Mention a science fiction film starring Keanu Reeves and Laurence Fishburne and you might conjure up frightening images of Johnny Mnemonic or Event Horizon. However, their new film, The Matrix, is a dazzling and unique work that will certainly put those horrible nightmares to rest.
Thomas Anderson (Keanu Reeves) is a normal guy living a boring life in 1999. All his life he has felt something is not quite right. One question inexplicably burns in his mind: What Is The Matrix?
To escape the dull routines of daily life, Thomas lives a double life. By day, he’s a software programmer at a monolithic corporation. At night, he becomes a computer hacker, using the alias Neo, desperately searching for the answer to the question that plagues him.
He comes close to getting his answer when he is contacted by an elite group of hackers, including Trinity (Carrie-Anne Moss), Cypher (Joe Pantoliano), and led by the enigmatic Morpheus (Laurence Fishburne). Neo doesn’t have long to decide whether to trust this ragtag bunch. When a mysterious government agent (Hugo Weaving) beings pursuing him, he finds himself forced to make a decision upon which rides the fate of his entire existence.
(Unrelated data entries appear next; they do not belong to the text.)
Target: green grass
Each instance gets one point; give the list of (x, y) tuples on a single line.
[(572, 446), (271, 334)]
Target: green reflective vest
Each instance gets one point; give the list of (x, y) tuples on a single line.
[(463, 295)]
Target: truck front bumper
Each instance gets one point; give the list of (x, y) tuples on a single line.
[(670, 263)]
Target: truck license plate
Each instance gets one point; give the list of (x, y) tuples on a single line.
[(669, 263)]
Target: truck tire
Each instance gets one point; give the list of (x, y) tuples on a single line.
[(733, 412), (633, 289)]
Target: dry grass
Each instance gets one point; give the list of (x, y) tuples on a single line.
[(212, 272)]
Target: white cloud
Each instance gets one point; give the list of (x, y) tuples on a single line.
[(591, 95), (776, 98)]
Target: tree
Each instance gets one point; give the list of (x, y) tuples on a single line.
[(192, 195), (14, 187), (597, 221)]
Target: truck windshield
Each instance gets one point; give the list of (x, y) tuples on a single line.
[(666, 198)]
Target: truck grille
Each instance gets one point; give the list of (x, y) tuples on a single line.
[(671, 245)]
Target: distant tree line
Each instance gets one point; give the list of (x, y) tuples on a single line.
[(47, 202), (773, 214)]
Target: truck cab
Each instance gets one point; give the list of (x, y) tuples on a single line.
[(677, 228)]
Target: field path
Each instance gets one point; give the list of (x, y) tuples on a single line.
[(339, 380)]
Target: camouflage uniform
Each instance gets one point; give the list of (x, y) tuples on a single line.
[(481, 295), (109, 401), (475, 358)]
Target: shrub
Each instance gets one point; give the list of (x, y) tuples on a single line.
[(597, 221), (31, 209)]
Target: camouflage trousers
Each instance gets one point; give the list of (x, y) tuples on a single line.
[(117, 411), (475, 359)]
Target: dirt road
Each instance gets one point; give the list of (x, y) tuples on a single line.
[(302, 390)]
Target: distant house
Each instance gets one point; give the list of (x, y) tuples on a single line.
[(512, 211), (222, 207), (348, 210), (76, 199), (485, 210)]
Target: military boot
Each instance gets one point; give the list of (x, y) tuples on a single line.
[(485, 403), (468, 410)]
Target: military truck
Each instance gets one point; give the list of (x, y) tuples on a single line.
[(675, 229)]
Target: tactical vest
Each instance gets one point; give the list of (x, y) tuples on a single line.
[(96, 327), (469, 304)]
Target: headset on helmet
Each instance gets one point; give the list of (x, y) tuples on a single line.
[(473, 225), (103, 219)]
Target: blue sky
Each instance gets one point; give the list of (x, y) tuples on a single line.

Writer-directors Larry and Andy Wachowski have crafted a stunning fusion of a Hong Kong action film and a cyberpunk graphic novel. The special effects are impressive, particularly when they are seamlessly integrated into the film’s action sequences. The film transitions from regular speed to slow motion and back again in the middle of several stunts, offering plenty of eye candy.
The Matrix is rife with symbolic imagery, so much so that it makes you wonder if the entire film is a religous allegory of some sort. From names (Trinity, Zion, The Oracle, Nebuchadnezzar, etc.) to religious themes (faith, enlightenment, the chosen one, miracles, resurrection, and so forth), there’s a little bit of everything in The Matrix. It is not cohesive enough to make sense alone, but it does add an interesting flavor to the scenes.
As with any science fiction film, you have to be willing to suspend disbelief long enough to accept the premise. At least, with The Matrix, the premise is worth disbelieving for. The film starts up in the middle of the action, and it isn’t until about halfway through that everything starts falling into place. Once you see the pattern emerge, it becomes apparent that there was much thought put into the screenplay.
If the film has a weak link, it is with the characterizations. It’s surprising, since the writers were responsible for the multilayered characters in Bound. But, the characters in The Matrix are, for the most part, flat and unchanging.
The idea behind The Matrix is not a brand new concept in science fiction, however, it is one never before put so vividly upon the movie screen. Action lovers, science fiction fans, and even those who just crave a decent story will all find what they’re looking for in The Matrix.